Typically when you have to put sideways pressure on a connector for it to work, there's three things to look for. The most common is a stretched or corroded terminal. Most of the time you can slide a pick in beside the terminal to squeeze it to make tighter contact. If it's corroded, you'll need to disassemble the plug, then release a little plastic finger to allow the terminal to be removed, then you can replace it. GM and Chrysler dealers have replacement terminals available. Ford is well-known to not make repair parts available after just a few years so the best alternative is to visit a salvage yard to get a terminal out of a plug. If you have to pick it to make it fit tighter but the plug design prevents you from doing that, you'll have to pull the terminal out, then squeeze it gently with a needle-nose pliers.
The second thing to suspect when you're working with a connector that plugs into a computer or anything with a circuit board is a terminal that is broken loose from the board. To fix that you have to get the board out of the housing, and remove any protective jelly, if that is used, then resolder the terminal to the board.
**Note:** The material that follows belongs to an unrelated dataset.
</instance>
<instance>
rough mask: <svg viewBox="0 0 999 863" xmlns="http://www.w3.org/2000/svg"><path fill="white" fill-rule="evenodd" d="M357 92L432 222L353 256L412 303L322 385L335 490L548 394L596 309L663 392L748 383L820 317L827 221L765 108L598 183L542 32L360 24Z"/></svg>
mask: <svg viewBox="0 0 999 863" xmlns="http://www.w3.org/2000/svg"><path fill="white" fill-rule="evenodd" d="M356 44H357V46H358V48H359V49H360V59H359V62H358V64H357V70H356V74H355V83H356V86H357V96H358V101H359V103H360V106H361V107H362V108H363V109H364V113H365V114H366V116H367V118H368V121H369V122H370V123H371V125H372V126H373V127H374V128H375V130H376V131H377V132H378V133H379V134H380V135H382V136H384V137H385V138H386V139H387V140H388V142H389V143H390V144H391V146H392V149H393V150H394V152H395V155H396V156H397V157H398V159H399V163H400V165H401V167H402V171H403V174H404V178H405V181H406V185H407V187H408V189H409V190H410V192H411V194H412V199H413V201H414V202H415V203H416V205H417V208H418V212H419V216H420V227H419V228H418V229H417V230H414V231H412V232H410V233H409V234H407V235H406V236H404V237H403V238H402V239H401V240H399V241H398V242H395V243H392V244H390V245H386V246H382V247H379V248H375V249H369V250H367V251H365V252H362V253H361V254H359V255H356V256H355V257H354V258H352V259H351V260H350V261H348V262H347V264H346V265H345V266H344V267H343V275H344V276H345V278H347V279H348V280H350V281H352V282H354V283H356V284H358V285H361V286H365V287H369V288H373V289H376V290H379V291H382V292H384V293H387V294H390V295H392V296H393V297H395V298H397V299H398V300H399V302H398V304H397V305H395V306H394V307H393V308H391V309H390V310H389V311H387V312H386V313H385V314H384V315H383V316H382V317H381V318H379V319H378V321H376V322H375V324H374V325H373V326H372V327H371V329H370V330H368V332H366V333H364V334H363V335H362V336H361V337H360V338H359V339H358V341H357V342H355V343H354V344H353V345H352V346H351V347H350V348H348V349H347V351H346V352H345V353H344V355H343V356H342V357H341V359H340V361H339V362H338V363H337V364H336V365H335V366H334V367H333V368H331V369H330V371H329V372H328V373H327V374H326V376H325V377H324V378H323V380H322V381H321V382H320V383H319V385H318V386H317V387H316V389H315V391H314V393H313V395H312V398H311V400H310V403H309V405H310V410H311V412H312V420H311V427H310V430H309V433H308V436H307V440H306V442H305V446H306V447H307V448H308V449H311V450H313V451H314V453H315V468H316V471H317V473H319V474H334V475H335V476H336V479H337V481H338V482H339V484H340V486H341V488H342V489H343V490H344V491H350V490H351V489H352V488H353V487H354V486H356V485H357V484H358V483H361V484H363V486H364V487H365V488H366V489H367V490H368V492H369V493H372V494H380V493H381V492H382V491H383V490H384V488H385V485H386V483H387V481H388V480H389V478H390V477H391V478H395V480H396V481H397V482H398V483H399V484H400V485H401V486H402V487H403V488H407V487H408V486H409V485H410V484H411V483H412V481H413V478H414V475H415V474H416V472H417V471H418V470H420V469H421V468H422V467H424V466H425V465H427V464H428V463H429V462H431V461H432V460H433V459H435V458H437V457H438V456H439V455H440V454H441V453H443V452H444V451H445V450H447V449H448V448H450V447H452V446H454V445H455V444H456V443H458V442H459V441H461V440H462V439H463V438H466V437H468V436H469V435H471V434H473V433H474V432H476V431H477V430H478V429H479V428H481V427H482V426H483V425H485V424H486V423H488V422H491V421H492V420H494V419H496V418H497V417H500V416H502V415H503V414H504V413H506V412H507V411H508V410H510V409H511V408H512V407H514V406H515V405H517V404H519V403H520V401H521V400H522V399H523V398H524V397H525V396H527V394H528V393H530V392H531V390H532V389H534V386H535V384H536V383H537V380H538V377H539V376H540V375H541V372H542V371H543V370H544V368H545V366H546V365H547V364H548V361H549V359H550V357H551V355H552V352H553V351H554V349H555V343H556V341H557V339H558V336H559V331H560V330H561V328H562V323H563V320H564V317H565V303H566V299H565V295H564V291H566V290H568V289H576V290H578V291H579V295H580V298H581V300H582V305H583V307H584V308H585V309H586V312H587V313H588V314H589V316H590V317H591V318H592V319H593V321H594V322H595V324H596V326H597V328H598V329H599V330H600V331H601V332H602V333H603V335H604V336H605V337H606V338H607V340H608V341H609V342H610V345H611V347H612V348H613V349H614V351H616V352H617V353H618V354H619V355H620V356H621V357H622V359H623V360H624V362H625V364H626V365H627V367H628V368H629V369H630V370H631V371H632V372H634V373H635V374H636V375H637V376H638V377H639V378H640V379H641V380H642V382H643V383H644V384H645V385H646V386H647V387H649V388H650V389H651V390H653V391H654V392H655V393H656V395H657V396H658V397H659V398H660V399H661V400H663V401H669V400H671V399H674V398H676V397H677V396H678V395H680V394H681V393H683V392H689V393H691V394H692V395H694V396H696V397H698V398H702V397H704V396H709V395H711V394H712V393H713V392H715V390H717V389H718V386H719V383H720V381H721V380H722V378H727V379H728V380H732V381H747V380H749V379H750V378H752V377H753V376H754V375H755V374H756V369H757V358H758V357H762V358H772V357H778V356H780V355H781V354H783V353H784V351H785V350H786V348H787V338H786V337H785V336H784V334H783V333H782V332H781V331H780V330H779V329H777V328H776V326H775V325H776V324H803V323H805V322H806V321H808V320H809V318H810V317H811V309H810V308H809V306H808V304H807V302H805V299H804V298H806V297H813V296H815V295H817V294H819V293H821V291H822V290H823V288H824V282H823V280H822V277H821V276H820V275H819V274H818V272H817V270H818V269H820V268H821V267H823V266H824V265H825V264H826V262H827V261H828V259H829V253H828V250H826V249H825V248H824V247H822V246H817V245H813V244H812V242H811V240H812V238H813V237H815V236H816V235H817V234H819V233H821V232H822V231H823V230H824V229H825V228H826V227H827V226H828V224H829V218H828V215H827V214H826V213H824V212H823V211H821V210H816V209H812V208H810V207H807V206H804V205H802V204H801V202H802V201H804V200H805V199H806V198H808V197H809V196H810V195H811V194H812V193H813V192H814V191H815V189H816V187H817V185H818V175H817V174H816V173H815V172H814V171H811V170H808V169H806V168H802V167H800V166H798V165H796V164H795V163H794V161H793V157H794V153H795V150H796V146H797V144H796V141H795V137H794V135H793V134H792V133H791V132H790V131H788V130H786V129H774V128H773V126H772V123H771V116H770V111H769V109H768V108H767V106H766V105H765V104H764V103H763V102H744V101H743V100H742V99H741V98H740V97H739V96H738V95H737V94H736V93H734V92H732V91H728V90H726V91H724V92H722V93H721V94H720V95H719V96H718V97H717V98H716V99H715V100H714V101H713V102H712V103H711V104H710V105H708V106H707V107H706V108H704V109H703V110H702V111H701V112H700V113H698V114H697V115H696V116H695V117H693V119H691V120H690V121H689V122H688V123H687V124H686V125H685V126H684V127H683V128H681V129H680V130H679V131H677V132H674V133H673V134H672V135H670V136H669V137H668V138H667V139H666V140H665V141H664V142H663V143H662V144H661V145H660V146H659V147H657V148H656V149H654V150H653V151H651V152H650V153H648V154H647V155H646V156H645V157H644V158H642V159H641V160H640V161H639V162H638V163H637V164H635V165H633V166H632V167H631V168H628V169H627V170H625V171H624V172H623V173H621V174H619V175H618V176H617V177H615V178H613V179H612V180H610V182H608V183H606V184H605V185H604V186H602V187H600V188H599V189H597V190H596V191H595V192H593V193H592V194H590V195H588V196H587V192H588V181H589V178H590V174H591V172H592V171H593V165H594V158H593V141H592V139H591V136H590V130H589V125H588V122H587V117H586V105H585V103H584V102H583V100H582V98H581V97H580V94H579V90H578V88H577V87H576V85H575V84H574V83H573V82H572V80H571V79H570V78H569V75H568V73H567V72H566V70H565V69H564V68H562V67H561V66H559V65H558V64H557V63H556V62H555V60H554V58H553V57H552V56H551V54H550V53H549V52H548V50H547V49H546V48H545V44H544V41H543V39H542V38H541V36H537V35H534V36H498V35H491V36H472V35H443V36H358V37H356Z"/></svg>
TV repairmen ran into this every day once tvs started to be made with automated assembly techniques.
A less-common problem is a break in the wire just outside of where it is crimped to the terminal. Sometimes a clue presents itself where the wire's insulation is slightly discolored right next to the terminal. To verify that, hold the plug while you tug gently on the wire. If the wire is broken inside the insulation, that insulation will stretch like a stiff rubber band.